A key obstacle is that Armenia’s railway system has been under the operational management of Russian Railways since 2008. While the infrastructure formally belongs to Armenia, its concession to the South Caucasus Railway company, a subsidiary of Russian Railways, gives Moscow substantial influence over operational decisions. Yerevan has reportedly explored options to involve a third country friendly to both Armenia and Russia in the management structure, yet Moscow has not agreed to such adjustments.

The matter is further complicated by history. During the Soviet period, the railway lines in question were part of the unified Transcaucasian network, and Azerbaijani and Armenian workers alike were paid from centralized Soviet budgets administered through the Republic of Azerbaijan. However, after independence, ownership followed territorial jurisdiction, and Armenia assumed sovereign control over the infrastructure on its territory. Whether this historical legacy has legal relevance today remains disputed.

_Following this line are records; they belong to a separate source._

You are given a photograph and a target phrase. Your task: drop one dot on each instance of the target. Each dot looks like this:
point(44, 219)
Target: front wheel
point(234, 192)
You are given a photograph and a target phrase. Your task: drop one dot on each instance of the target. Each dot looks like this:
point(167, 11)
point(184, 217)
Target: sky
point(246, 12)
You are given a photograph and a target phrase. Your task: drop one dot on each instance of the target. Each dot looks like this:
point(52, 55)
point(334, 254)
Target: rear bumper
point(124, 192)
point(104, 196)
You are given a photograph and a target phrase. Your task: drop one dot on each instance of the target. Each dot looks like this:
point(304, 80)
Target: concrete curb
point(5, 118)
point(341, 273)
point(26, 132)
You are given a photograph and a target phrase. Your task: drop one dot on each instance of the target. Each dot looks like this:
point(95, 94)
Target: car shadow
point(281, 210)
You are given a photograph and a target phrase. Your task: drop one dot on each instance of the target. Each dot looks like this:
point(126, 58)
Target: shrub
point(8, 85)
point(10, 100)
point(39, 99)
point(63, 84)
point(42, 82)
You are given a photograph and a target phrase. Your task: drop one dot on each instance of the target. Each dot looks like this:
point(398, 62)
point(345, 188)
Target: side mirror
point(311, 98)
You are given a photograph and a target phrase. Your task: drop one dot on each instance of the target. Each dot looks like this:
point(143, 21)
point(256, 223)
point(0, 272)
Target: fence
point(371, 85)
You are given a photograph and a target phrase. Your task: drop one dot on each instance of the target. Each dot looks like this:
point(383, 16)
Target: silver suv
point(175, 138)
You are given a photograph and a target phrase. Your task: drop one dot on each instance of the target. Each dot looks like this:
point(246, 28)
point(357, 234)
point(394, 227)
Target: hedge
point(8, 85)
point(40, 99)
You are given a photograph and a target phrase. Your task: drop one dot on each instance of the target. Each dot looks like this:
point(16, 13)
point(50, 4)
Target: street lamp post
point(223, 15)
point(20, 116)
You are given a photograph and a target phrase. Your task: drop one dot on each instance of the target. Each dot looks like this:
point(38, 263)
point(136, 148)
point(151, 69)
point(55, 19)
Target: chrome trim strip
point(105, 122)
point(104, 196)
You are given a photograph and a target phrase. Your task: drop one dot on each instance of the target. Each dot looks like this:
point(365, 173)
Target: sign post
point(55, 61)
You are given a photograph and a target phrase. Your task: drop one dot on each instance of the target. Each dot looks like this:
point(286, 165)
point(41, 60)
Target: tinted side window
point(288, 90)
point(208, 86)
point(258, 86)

AzerNEWS spoke to experts to assess how the Russian concession affects the Zangezur corridor process, whether Moscow is using it as leverage, and what legal and geopolitical dynamics are at play.

Transport expert Rauf Aghamirzayev frames the issue within the broader regional transport architecture:

“The Zangezur Corridor is a corridor from Alat to Kars. One segment of it is a 43 km route passing through Armenia, which is called TRIPP, according to the agreement signed in Washington in August last year. It constitutes a segment of this corridor. According to the agreement, that section will be managed by the Armenian-American Consortium. Decisions will be made in the near future on the construction of a feasibility study.”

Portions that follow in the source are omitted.